Another way to put it: garbage in, garbage out.
But what if your decision can’t wait?
So you have a tough decision to make. The deadline is looming and you decided to get a robot to help you. And so let us pretend that we managed to develop the thinking robot based on the principles of Cox’s theorem with the modified first axiom. We also taught it to process English, tapped into your brain and uploaded your life experience. And after such expensive exercise, you finally ask the robot the question: what should I do, Mr. Robot? And the robot goes for 6 hours and then spits out DoNotKnow. And so you are left with making the decision yourself. Useless.
“I don’t know” is implied
The reason why we resort to the use of probability theory in reasoning is because we don’t know. You give the information to the robot and wait for its judgement. If it comes out with \(p = 0\) or \(p = 1\) it means that you know. There is no uncertainty: it’s just a matter of chaining logical steps together. Once \(0 < p < 1\) then you don’t know1.
Refusal to verbalise probability assignments is just assigning them implicitly
If you say that the universe didn’t give you enough information to do action A so you choose to do B it has given you enough information.

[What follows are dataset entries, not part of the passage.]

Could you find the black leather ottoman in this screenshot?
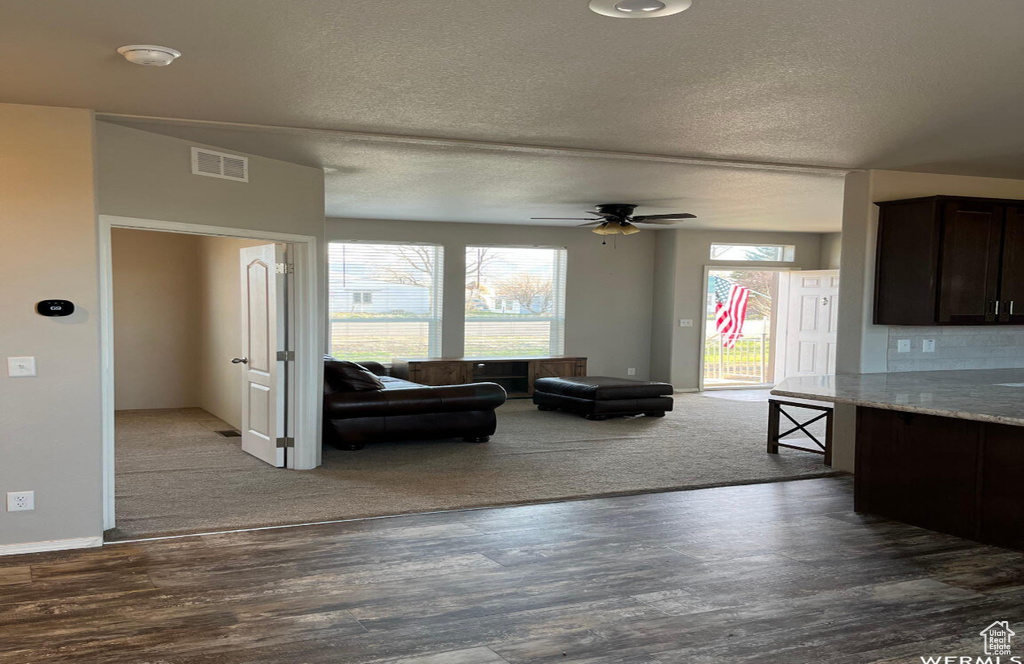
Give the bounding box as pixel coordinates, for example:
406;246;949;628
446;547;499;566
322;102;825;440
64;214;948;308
533;376;674;420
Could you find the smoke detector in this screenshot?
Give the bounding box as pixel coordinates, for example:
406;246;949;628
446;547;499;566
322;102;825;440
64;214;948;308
116;45;182;67
589;0;692;18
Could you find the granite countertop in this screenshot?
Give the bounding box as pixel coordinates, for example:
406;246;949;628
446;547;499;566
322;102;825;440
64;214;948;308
771;369;1024;427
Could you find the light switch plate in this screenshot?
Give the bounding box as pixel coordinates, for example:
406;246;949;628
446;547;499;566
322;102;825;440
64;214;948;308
627;368;637;376
679;319;694;327
922;339;936;353
897;339;911;353
7;357;36;377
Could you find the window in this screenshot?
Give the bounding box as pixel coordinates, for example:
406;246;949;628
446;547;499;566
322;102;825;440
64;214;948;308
328;243;443;362
710;244;795;262
465;246;567;357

Day after day we are taking the plunge and actually do something. Whether it’s a decision to cycle to work or the refusal to do so, whether it’s a decision to join effective altruism movement or a refusal to do so. Whether it’s a decision to stop eating meat or a refusal to do so. There is no such thing as “unresolved issue”. Once you are aware of the issue but choose to ignore it you resolved it.
So the criticism of the first assumption boils down the criticism of forcing your resolutions to be explicit rather than implicit.
Having to pick from “I don’t know” or a real number is somewhat akin to using a two-dimensional theory, where second dimension is just a boolean flag.
The idea of having a two-dimensional theory for plausibilities hasn’t been ignored, but the results of a simpler, one-dimensional theory speak for themselves. The proponents of two-dimensional theories haven’t yet demonstrated practical advantage of such framework.
But for a further discussion on the necessity of two-dimensional theories, look at A guide to Cox’s Theorem pages 4-7.
This is just a haskell-way of saying that plausibility of a statement is either a real number or “I don’t know”.